С этим понятно. Не было бы катастрофы 1824 года — не было бы и пушкинского «Медного всадника», не написал бы Глиэр музыку к одноименному балету и не звучал бы «Гимн великому городу» дважды в день на Московском вокзале строго по расписанию прибытия и отбытия «Красной стрелы» — на зависть москвичам (как мне сказала одна москвичка). Да, с Глиэром нам повезло. С Пушкиным тоже, конечно, повезло. Не повезло с наводнением. Но когда в начале нулевых стали российские города обзаводиться официальной символикой, Петербургу ничего не потребовалось изобретать по части музыки: гимн был обретен как данность.
Среднестатистический петербуржец воспринимает «Гимн великому городу» как явление, имманентное Санкт-Петербургу; Глиэр — это тайна, и означенный петербуржец не хочет, чтобы ему ее раскрывали: Глиэру не надо ни имени, ни отчества, ни внешности, ни биографии с датами жизни.
Глиэр, имя собственное, — вне исторической и повседневной реальности; зачем Глиэру еще и личное имя, если уже он Глиэр? Так могли бы звать героя Александра Грина, — разве нет Глиэра в «Алых парусах»? Даже слово «композитор» грубо обмирщает смутный образ вневременного небожителя — не столько создателя, сколько дарителя божественных мелодий. Глиэр — и этим сказано все.
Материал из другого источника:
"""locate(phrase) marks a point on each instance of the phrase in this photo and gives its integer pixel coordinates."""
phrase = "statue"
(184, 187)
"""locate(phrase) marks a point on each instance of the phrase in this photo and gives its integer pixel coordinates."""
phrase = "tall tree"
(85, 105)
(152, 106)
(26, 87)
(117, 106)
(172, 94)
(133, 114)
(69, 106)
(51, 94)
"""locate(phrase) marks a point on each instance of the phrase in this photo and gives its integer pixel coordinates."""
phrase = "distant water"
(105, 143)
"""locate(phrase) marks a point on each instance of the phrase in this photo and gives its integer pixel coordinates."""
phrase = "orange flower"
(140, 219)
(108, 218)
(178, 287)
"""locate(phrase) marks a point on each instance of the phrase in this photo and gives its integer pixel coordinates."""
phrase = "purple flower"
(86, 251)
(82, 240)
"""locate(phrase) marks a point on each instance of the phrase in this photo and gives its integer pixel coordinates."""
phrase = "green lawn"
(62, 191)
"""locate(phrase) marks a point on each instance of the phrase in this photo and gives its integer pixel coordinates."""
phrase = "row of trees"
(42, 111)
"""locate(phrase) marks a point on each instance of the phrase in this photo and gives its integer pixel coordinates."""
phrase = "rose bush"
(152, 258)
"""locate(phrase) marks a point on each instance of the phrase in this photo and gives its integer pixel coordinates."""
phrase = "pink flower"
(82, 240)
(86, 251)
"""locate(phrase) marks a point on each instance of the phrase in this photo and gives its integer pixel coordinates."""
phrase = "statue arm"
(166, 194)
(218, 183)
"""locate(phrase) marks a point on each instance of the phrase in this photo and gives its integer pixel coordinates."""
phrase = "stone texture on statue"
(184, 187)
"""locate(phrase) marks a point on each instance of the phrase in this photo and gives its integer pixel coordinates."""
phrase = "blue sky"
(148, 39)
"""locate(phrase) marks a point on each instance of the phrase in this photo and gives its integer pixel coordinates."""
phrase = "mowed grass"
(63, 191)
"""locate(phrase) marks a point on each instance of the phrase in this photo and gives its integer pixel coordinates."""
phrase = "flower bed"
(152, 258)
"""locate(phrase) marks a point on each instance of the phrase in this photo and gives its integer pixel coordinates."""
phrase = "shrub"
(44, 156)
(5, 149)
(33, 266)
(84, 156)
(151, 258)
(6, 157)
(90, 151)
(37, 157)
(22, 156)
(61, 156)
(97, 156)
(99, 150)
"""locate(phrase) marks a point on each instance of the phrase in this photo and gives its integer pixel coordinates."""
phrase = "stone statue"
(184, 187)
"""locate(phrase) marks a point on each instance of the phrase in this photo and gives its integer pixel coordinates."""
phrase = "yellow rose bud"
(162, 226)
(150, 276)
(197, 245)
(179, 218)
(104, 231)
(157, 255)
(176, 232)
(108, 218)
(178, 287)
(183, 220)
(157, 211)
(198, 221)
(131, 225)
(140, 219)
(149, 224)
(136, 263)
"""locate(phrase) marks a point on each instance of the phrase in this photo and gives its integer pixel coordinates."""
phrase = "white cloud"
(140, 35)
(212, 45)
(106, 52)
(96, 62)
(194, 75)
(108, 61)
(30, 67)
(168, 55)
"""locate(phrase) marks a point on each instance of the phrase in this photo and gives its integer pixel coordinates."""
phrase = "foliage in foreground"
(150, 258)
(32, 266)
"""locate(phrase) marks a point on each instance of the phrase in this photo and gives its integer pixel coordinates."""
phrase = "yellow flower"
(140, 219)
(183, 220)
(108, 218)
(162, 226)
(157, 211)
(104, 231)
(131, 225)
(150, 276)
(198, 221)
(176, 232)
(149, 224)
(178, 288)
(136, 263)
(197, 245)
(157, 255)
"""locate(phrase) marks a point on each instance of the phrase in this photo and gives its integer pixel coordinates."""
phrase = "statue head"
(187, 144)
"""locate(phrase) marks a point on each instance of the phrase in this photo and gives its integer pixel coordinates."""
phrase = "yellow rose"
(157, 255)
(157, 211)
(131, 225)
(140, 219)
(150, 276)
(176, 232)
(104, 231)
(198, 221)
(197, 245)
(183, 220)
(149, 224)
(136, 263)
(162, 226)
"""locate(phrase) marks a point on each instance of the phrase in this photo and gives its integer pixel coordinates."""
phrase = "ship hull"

Наводнение? — Да, конечно… Вода, много воды… «Медный всадник»… Нева… Опять же «Алые паруса»… то есть праздник… Белые ночи… Глиэр…
Ну и на Московском вокзале — регулярный, подобно выстрелу пушки на Петропавловке, — в урочное время Глиэр…
«Гимн великому городу» безотносительно наводнений и жертв стихии… и жертв катастроф… живет самостоятельной жизнью.
А что же «Медный всадник», балет?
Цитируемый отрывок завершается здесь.